Narni, rigenerazione nel segno della partecipazione

Nello scorso mese di febbraio la Regione Umbria ha pubblicato un avviso esplorativo al fine di individuare il Comune beneficiario dei 20 Milioni assegnati nell’ambito dell’intervento 2.1 – Attrattività dei borghi storici – del PNRR. Il Comune di Narni già da tempo stava lavorando ad un progetto di valorizzazione e riqualificazione dell’intero sistema delle Gole del Nera e del suo Borgo di Stifone.

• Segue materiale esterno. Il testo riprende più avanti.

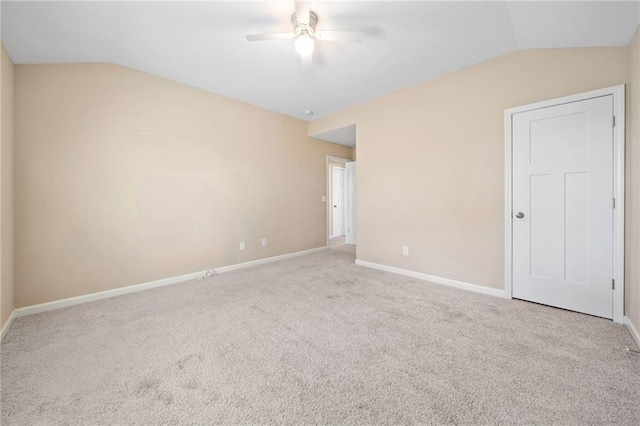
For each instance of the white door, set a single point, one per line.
(350, 212)
(563, 206)
(337, 198)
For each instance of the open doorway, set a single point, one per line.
(341, 204)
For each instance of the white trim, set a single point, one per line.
(328, 190)
(7, 325)
(618, 233)
(63, 303)
(431, 278)
(632, 330)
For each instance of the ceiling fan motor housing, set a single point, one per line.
(301, 28)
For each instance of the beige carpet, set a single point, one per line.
(317, 339)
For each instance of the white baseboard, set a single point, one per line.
(632, 330)
(63, 303)
(438, 280)
(7, 325)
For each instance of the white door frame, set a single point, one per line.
(333, 204)
(328, 189)
(618, 188)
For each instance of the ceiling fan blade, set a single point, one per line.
(302, 12)
(307, 61)
(273, 36)
(346, 36)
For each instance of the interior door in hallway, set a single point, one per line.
(337, 198)
(350, 200)
(562, 216)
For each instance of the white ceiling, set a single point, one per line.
(203, 43)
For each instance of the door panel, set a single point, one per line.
(337, 198)
(563, 185)
(350, 190)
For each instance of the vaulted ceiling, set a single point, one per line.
(203, 44)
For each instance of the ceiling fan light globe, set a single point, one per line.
(304, 45)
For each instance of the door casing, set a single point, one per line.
(618, 187)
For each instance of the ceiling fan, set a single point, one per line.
(304, 33)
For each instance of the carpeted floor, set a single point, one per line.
(317, 339)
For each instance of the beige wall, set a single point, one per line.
(122, 177)
(6, 185)
(431, 158)
(632, 299)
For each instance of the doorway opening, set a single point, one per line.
(341, 204)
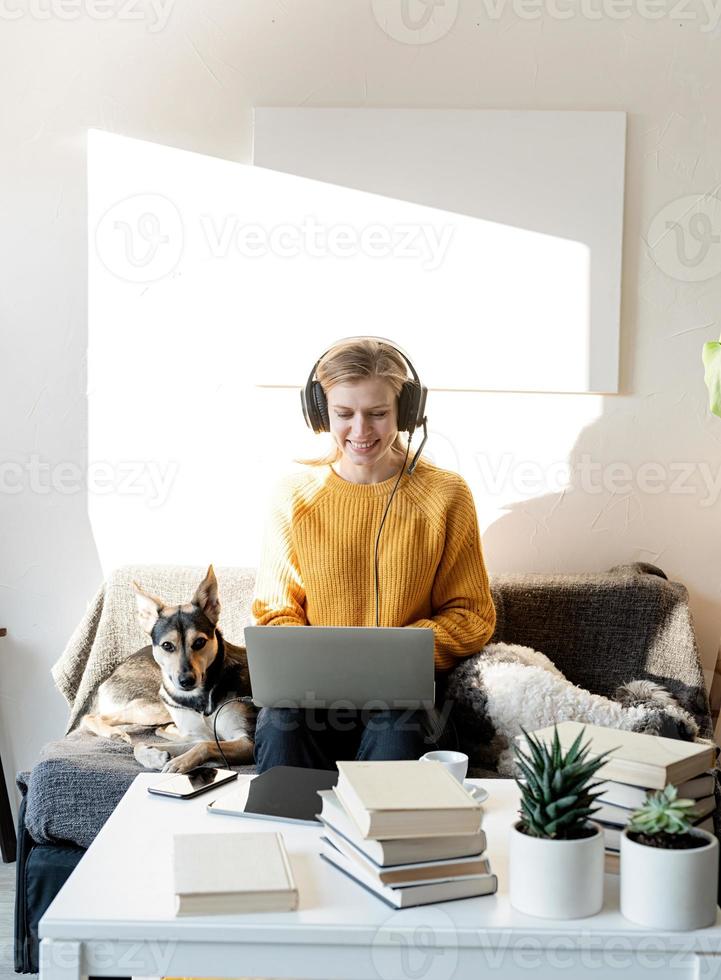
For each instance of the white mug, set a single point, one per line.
(455, 762)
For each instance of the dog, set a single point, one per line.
(507, 686)
(180, 684)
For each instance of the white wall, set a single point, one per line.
(190, 83)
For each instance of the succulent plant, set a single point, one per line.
(712, 374)
(663, 814)
(556, 788)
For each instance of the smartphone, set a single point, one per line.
(187, 785)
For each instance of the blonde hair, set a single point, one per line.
(354, 360)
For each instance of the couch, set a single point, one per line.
(600, 629)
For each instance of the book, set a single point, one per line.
(406, 798)
(650, 761)
(620, 794)
(408, 896)
(220, 874)
(608, 813)
(288, 793)
(418, 873)
(392, 851)
(612, 834)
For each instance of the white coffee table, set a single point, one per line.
(114, 917)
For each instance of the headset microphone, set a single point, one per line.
(420, 448)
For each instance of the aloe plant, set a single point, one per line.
(712, 374)
(556, 788)
(662, 817)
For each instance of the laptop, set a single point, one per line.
(340, 666)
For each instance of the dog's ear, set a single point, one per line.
(206, 596)
(148, 608)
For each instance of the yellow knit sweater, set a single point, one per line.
(317, 562)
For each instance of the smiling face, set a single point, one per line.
(363, 422)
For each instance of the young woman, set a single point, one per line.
(318, 559)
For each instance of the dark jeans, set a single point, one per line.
(316, 739)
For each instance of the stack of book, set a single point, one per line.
(639, 764)
(407, 831)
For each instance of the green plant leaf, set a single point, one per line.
(712, 374)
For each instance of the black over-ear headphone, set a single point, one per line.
(411, 401)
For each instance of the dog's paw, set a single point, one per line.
(643, 692)
(121, 736)
(180, 764)
(151, 758)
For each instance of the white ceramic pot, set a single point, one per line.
(556, 879)
(669, 889)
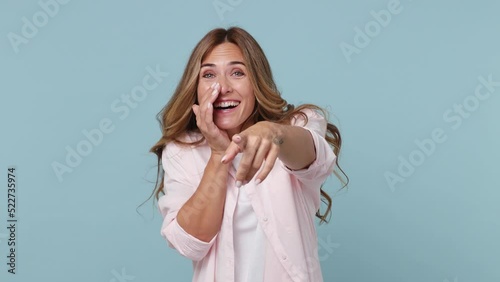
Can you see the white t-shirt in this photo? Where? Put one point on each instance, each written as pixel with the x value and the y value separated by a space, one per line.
pixel 249 242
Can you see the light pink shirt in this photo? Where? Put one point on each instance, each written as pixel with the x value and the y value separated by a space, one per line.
pixel 285 204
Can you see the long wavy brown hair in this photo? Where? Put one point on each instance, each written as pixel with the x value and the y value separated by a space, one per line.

Nonostante l’esiguo tempo a disposizione l’Amministrazione narnese ha messo in campo un team di professionalità interne ed esterne capace di costruire in poche settimane un innovativo progetto strategico in grado di proiettare lo straordinario patrimonio ambientale e storico culturale presente nelle Gole in una dimensione di modernità e di innovazione.

L’innovazione metodologica di tale percorso è stata quella di sviluppare una progettualità di “Place Branding” che, a differenza di ciò che tipicamente viene fatto, partisse da un posizionamento strategico del luogo fortemente competitivo e differenziante e vedesse nelle infrastrutture non un fine ma strumenti
in grado di contribuire a tale posizionamento. Grazie ad un proficuo confronto con gli stakeholders e con gli operatori economici locali si è inoltre introdotto un innovativo sistema di partenariato pubblico privato finalizzato alla gestione integrata dell’intera offerta turistico culturale dell’area.

Un altro elemento di novità è stato condurre l’operazione di posizionamento in ottica partecipativa, ovverosia coinvolgendo i residenti del borgo candidato sin dalle più alte fasi di design della brand essence, secondo quanto suggeriscono i più aggiornati studi di settore (Hudak 2019). In questo senso, il
capitale relazionale accumulato in occasione dei workshop esplorativi per la redazione congiunta della relazione di progetto ha finito per rappresentare l’asset più prezioso, funzionando di fatto come “rete di sicurezza” dell’intero progetto, anche quando la prospettiva del finanziamento è venuta meno in seguito all’ottenimento del 2° posto. Anzi si può dire che questo capitale non ha fatto che aumentare, se è vero che alcuni tra i più negativi stakeholders individuati tra i locals – legittimamente preoccupati degli effetti stravolgenti che l’ingente somma di finanziamento e la conseguente attenzione mediatica avrebbero comportato sui loro bioritmi – si sono convertiti in strenui supporters dell’iniziativa di rigenerazione, a seguito della pubblicazione della graduatoria.

Grazie alla collaborazione attiva dei residenti è stato infatti possibile implementare nel corso della successiva estate una serie di esperienze continuative che veicolassero ai visitatori del borgo contenuti e valori on brand, ottenendo anche una entusiastica copertura sui quotidiani locali e una risposta positiva
da parte della sempre più crescente community online. Ma soprattutto è stato possibile cementare la sinergia cittadino-istituzione, al di là della momentanea disponibilità di risorse economiche.